O professor José Wilson Bassani (Foto: Antoninho Perri)Vários métodos criados por pesquisadores do Laboratório de Pesquisa Cardiovascular do CEB começam a ser aplicados para o entendimento de patologias sérias do coração e, embora não seja o foco, também para o desenvolvimento de medicamentos. “No momento em que nos deparamos com a necessidade de resolver um problema, nós da engenharia biomédica, que já adquirimos background relacionado ao entendimento da função celular, vamos a campo em busca de um instrumento que ajude a resolvê-lo. No caso do equipamento desenvolvido por Diogo Soriano, nosso interesse estava no processo de regulação do Ca2+ no coração. Construímos uma ferramenta para continuidade e melhoria da capacidade de pesquisa nesta área”, explica o professor José Wilson Magalhães Bassani.

Resultados obtidos pela equipe do LPCv têm sido publicados em importantes revistas científicas, como American Journal of Physiology, Biophysical Journal e Journal of Physiology (London). Dados publicados este ano pela American Heart Association mostram que, em 2003, as doenças cardíacas foram responsáveis por aproximadamente 37% das mortes ocorridas nos Estados Unidos, e que elas estão matando cada vez mais precocemente. Na opinião de Bassani, se essas doenças representam um sério problema de saúde pública nos países desenvolvidos, não há razão para acreditar que o quadro no Brasil seja diferente, visto que também somos submetidos a fatores que agravam e predispõem aos males cardíacos, como estresse, sedentarismo, obesidade e fumo, sem falar nas precárias condições de vida da maioria da população.

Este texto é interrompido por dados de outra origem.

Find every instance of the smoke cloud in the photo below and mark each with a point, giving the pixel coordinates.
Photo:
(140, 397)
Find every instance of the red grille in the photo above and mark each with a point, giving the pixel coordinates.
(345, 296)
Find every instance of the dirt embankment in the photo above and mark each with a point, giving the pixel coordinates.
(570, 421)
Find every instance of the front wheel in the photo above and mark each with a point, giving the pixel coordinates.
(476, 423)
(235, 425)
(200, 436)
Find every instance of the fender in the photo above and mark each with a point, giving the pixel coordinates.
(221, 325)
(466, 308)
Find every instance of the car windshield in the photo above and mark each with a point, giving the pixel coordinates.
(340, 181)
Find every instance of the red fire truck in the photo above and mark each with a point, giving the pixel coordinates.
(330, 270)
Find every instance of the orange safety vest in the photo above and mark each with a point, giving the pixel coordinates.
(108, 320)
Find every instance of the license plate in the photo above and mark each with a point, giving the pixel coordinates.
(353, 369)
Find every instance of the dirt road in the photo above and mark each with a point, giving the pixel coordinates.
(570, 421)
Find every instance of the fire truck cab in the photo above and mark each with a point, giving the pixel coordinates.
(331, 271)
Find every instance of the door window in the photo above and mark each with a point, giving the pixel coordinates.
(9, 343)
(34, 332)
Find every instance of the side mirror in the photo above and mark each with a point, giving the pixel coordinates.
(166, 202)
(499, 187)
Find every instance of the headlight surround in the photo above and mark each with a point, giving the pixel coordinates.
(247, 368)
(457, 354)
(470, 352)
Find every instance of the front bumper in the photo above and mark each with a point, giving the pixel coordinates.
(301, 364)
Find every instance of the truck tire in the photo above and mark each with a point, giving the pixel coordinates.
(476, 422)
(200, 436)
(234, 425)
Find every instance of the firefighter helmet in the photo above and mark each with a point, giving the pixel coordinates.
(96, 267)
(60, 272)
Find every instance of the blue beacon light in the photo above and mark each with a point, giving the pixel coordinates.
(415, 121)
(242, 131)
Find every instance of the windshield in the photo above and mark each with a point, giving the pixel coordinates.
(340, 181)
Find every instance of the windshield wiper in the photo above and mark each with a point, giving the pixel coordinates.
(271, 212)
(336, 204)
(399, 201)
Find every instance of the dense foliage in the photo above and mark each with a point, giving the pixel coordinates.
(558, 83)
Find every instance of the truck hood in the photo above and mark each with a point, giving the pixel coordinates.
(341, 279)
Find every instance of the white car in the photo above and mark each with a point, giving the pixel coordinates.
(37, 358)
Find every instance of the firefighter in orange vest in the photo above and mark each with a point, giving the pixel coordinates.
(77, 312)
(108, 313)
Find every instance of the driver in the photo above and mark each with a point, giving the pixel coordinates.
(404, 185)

Esse contexto torna fundamentais um melhor entendimento do sistema cardiovascular e o dimensionamento dos parâmetros de normalidade, com o objetivo de viabilizar tratamentos cada vez mais eficientes na prática clínica. José Wilson Bassani afirma que, a partir do desenvolvimento de métodos para estudar a fisiologia, se tem conseguido desenvolver estratégias, medicamentos e procedimentos que assegurem boas condições de vida aos portadores de doenças cardíacas, fazendo com que estas se tornem menos ameaçadoras.